Lose the Temper. I really messed up with this blog!! And some answers why.
I am writing to apologize for my JV handling of my blog! This is what happened: I started the project in an effort to look at my behavior around losing my temper, but it was also during a waiting-for-a-manuscript time (which I have learned, since I am in the middle of another one of those times now, makes me itchy to write.)
I was loving the blog but then — I got the manuscript back and understood just how much work I had to do on my novel (like start it again), so I ended up dropping my anger blog project like a hot potato and getting to work on my book. And I am sorry, if there is anyone out there that cares, because it felt so unfinished and ditched and talking about anger and how to get a handle on it can be very important. But, I wrote my book, lived my life and felt in the back of my mind like I had unfinished business, but was too occupied to do anything about it.
I didn’t stop the temper project though. I tried my hardest every day to be calm and less impulsive and less drama-queeny. I used all my techniques to stay cool, and I thought about how I behaved all the time.
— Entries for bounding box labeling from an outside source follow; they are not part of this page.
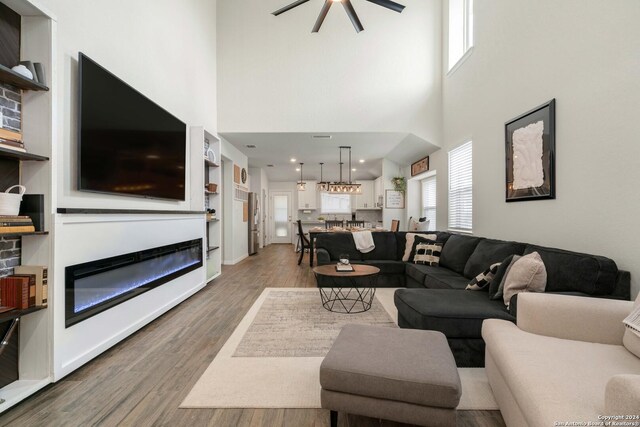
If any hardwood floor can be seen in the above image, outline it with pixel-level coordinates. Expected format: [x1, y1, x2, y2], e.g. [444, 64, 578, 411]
[0, 245, 504, 427]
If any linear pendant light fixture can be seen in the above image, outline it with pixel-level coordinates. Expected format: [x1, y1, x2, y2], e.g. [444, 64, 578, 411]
[272, 0, 404, 33]
[317, 163, 329, 191]
[298, 163, 307, 191]
[329, 146, 362, 194]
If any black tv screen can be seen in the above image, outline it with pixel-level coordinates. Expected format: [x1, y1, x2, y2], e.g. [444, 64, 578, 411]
[78, 53, 187, 200]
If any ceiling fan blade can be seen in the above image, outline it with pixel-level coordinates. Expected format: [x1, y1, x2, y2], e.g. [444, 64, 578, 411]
[342, 0, 364, 33]
[311, 0, 333, 33]
[367, 0, 404, 13]
[272, 0, 309, 16]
The result: I get angry much much less. MUCH less. BUT there was another BIG reason why and it has nothing to do with anger management — it has to do with hormones.
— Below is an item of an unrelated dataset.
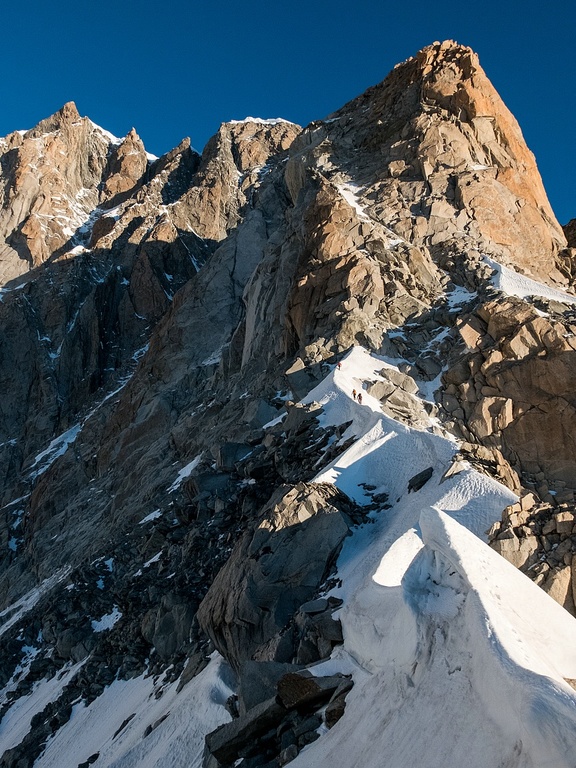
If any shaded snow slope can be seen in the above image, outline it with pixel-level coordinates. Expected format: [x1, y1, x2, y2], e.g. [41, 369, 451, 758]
[293, 509, 576, 768]
[34, 654, 232, 768]
[0, 348, 576, 768]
This is way too long a story for one little blog post (maybe a book?), but in a nut shell, I went through menopause wicked early. Starting at age 39 (maybe earlier) I began to have the hormonal changes that someone in their 50’s has – (not pretty). But since I wasn’t in my 50s, I had no idea what was happening to me. I was sad and getting hot flashes and irrational and most of all I could lose my temper as quickly as you get a hot flash (which is very very quickly and out of nowhere). I thought there was something really wrong with me (and perhaps so did my husband and children). I couldn’t understand why in my nice life I was getting so mad, or sad, or sweaty.
So I started this blog to understand the temper part having no idea there was a hormone part that could be playing a roll. Somewhere during the year of the project, I went to the doctor and found out what was going on with my body (FSH levels in the 80’s). The doc put me on the pill (estrogen) and soon enough, I started to feel MUCH better. I could still get mad (as anyone does), but I wouldn’t lose it. It was an Ah-ha moment.
Now, more than a year later, I don’t think I would start a Lose The Temper blog. I don’t lose my temper enough to. But back then it seemed like it was the right thing to do because I was lost, I wasn’t myself — I was losing myself and my temper.
I am not giving this the time or detail it probably needs, but I was feeling terribly about ditching the blog and wanted to post something to say why. It was a bee-in-my-bonnet.
I finished my novel, Starry Night. It will be out next year. The mom in it sometimes loses her temper and I’m not sure she always knows why.
More soon I hope. My book is not back from the editor until late March!